In the seventeenth century, men in England believed themselves to be outnumbered by women. There was no real evidence for this view, but it came in part from an apparent growth in women’s influence and visibility – for example as they started to petition parliament and protest for an end to the civil war. It was simply a perception.
In the earliest known attempt to actually measure the proportions of men and women (the ‘sex ratio’) in 1662, the philosopher John Graunt undertook an impressive exercise in big data mining. He combined death registers with records of burials and christenings in London, to build a statistical picture of the sex ratio.
What he found surprised people at the time. He showed the sex ratio to be 107 males to every 100 women – so in fact the proportions were very close, and certainly didn’t appear to favour women.
Unfortunately, even publication of Graunt’s findings failed to convince some men. Much like today’s cries of ‘fake news’, the data was generally ignored.
It wasn’t until half a century later that the doubters were really proven wrong. The physician John Arbuthnot applied the first known formal test of statistical significance to the sex ratio, using over 80 years’ worth of birth records. He concluded that the slightly higher proportion of men could not have been due to chance alone. Statistically speaking, men were in fact more abundant. It remains a mystery why males outnumber females, but theories include the need for natural selection to compensate for higher death rates in males or for higher parental resource investments for females.

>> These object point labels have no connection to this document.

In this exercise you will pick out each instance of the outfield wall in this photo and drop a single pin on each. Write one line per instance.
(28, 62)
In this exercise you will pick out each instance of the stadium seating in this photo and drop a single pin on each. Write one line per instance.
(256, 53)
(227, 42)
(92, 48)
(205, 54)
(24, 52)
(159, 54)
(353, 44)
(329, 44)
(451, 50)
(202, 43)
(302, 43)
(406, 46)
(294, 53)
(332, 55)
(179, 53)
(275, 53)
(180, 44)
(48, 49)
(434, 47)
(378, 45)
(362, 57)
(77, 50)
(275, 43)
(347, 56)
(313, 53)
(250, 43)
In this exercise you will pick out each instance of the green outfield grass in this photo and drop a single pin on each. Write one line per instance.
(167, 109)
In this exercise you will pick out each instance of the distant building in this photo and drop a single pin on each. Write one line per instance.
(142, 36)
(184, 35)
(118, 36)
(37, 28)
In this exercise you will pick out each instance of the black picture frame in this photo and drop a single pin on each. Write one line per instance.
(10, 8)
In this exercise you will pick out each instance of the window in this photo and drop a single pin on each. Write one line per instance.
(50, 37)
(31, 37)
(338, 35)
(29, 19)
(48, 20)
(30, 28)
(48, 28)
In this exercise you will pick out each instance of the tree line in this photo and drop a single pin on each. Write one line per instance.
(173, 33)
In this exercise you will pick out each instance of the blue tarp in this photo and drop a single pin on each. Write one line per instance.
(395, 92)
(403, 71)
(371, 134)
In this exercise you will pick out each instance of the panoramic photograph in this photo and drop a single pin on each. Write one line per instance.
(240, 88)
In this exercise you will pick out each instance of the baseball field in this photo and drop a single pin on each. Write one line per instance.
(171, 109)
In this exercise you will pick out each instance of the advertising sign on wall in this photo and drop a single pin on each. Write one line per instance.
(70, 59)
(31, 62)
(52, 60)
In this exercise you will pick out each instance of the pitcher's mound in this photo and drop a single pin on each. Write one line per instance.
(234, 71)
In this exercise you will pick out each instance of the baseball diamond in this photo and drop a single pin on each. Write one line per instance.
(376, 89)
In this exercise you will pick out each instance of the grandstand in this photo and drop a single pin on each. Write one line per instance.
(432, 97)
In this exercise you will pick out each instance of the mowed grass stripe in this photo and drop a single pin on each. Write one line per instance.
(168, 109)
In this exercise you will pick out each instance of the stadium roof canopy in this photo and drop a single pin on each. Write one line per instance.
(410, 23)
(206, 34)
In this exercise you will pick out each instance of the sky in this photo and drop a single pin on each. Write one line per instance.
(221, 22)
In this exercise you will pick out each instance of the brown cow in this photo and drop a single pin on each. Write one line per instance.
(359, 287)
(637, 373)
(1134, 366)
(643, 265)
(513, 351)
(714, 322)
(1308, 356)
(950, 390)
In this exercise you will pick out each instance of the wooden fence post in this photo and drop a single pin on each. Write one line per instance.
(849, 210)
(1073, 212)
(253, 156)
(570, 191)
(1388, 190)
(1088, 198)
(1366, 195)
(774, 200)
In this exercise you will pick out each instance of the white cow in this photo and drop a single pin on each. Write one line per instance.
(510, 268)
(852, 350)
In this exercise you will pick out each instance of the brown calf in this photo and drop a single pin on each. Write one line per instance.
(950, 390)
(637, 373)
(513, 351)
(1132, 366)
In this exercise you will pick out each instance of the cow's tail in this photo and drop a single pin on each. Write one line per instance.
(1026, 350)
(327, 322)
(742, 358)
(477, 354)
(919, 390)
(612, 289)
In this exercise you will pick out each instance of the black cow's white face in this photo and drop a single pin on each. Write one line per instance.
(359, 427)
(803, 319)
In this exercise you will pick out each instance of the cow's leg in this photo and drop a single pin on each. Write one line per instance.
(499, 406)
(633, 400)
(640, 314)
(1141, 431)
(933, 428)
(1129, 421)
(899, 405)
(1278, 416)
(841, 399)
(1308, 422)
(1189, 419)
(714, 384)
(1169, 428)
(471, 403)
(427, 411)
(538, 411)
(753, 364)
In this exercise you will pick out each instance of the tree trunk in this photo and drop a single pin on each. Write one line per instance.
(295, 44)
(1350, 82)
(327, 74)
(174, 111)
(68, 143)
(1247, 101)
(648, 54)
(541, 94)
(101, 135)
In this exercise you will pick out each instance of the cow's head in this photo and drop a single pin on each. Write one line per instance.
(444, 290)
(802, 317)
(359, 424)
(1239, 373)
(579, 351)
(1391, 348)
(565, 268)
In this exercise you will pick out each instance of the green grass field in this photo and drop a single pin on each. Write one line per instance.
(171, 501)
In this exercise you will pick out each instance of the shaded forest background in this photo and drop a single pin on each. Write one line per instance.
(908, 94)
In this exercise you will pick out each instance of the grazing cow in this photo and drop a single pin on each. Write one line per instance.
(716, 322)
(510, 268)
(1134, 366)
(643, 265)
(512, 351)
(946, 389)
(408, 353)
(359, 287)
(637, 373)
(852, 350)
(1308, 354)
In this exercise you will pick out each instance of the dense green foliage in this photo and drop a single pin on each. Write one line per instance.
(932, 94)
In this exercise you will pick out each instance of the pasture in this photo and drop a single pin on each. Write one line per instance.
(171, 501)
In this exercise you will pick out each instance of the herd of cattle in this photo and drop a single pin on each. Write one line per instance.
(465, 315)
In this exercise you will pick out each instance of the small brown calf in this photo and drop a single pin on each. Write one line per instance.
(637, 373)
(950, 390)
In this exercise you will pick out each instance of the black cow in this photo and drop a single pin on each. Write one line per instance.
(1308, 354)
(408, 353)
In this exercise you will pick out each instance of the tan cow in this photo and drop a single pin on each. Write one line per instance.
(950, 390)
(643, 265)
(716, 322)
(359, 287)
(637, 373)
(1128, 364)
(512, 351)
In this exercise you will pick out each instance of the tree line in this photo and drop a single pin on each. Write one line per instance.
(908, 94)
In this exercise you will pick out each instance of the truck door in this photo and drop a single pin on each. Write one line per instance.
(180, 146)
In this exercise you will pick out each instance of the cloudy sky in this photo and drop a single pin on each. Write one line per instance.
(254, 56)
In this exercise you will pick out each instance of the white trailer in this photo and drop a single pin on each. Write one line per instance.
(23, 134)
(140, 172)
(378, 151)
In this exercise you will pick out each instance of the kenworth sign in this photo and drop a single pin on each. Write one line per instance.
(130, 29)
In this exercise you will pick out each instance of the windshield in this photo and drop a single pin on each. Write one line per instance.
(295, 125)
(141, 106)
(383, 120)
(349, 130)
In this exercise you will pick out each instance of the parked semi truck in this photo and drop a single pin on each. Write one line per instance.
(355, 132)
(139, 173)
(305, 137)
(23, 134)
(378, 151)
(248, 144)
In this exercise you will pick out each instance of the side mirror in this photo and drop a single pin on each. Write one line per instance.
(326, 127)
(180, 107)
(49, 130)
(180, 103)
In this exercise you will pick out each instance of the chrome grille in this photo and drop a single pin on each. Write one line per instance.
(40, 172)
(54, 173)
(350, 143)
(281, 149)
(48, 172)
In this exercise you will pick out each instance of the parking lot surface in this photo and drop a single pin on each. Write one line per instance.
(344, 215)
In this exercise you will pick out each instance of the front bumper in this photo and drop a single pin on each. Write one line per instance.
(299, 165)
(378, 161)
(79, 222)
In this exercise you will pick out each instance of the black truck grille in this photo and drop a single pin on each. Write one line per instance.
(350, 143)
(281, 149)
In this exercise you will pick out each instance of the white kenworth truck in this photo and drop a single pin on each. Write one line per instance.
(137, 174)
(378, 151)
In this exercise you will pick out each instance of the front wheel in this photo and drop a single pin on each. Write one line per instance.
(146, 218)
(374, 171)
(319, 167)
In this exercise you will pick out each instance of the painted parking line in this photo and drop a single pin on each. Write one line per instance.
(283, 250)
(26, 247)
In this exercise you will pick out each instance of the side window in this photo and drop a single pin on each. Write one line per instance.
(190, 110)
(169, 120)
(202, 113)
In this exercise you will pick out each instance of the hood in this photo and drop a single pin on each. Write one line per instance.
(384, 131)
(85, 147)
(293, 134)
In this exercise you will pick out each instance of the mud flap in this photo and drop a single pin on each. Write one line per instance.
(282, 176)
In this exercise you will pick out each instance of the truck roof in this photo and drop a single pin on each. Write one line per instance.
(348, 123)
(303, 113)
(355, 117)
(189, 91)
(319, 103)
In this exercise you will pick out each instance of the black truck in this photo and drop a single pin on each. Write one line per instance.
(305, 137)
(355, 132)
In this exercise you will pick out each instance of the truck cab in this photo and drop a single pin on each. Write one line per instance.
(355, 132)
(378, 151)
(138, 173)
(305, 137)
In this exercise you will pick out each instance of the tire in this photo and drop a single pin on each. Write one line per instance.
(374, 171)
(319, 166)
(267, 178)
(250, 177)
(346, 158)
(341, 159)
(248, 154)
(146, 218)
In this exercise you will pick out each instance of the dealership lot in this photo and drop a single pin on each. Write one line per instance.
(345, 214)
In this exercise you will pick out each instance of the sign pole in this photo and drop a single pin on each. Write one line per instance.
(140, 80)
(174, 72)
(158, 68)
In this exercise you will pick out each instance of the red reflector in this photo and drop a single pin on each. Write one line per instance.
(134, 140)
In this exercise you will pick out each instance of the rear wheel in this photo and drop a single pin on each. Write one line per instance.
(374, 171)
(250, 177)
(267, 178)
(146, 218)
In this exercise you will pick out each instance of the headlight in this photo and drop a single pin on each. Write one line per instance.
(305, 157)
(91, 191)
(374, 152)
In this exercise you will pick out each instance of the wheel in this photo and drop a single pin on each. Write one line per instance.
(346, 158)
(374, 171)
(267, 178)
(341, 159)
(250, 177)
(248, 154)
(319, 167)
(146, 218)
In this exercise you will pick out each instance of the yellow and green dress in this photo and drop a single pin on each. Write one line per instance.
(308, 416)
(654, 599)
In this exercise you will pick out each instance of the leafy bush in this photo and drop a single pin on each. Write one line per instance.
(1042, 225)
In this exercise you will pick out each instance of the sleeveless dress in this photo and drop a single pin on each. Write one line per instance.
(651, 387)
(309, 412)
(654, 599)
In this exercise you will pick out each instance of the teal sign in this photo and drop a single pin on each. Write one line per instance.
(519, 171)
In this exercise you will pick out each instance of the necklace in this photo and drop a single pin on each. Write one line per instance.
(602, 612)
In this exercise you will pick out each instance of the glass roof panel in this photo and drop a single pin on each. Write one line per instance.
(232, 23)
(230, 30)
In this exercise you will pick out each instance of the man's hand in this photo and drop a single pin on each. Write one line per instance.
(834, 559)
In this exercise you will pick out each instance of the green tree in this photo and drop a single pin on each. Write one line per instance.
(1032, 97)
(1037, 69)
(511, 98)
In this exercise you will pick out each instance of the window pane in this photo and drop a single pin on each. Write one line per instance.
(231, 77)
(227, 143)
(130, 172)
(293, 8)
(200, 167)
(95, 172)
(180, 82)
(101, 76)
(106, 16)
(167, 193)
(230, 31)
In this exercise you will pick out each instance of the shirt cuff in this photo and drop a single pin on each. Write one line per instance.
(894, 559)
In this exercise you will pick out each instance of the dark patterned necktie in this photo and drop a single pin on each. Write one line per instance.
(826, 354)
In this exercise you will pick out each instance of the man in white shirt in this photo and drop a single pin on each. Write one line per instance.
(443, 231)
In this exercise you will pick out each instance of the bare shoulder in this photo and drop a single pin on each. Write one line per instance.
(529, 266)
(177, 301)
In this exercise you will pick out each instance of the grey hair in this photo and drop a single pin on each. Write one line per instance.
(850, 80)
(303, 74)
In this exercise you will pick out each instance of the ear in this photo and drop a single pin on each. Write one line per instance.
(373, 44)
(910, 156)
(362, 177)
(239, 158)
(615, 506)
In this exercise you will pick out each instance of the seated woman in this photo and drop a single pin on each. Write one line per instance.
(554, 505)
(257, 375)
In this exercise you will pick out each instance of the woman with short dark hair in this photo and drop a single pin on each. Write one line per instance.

Cue a long and complex debate about sex ratios over time and across countries, but these early studies showed the importance of taking an objective, scientific approach, and finally overturned men’s misconceptions about being outnumbered. Today, we can draw some important lessons from these studies in our own measurements of diversity and in how we use data to drive our organisation’s action on diversity.
What gets measured, gets managed
Unlike the situation in the seventeenth century, most organisations would now accept you can’t assume that if women, for example, are more ‘visible’, that gender diversity issues are solved. And much like the studies on sex-ratios, it is impossible for an organisation to really understand how well it is doing unless it has decent data and is measuring the right thing.
Measuring more ‘traditional’ aspects of identity diversity, such as gender and ethnicity, is valuable as a starting point. But be sure to disaggregate enough to uncover potentially important differences. For example, a simple split between BAME vs. white employees may mask important differences in the representation of different nationalities or ethnicities. The Office for National Statistics found, for example, that in the UK, Chinese and Indian employees had higher median hourly pay than all other groups. The same study also suggests more granular categorisations for ethnic background that could be useful if you want to repeat a similar analysis in your organisation.
Consider other dimensions too, such as socioeconomic background and neurodiversity. These dimensions of diversity may be harder to conceptualise and measure but can reveal important inequalities that matter societally and may also be holding back organisational performance.
Academic research has shown that cognitive diversity – differences in how we think – can be an important driver of team performance. Having greater diversity in mental toolkits and approaches to problem solving may even trump having higher individual ability across a team, especially for complex, high dimensional problems— think “wicked” policy problems such as tackling obesity or responding to a pandemic.
It’s also important to build an 'end-to-end' analytical approach, so that the biggest diversity gaps and improvement opportunities can be pinpointed scientifically and prioritised for action.
A simple but powerful 'people science' approach is to measure diversity across the entire employee ‘life-cycle’, from job applications (How diverse is the applicant pool?) through to employee departures (Do colleagues from a particular background leave more frequently?). This makes it possible to see where diversity is being gained or lost across key moments in the talent lifecycle.
Using this approach, researchers at the European Central Bank found that career progression for women was slower than for men and that in large part this could be explained by lower application rates amongst women. A lifecycle approach enables an objective overview of exactly where an organisation may be gaining or losing diversity along the employee pathway, helping to focus action. It can also be used beyond diversity considerations, for example to see how talent is managed as employees move through the lifecycle.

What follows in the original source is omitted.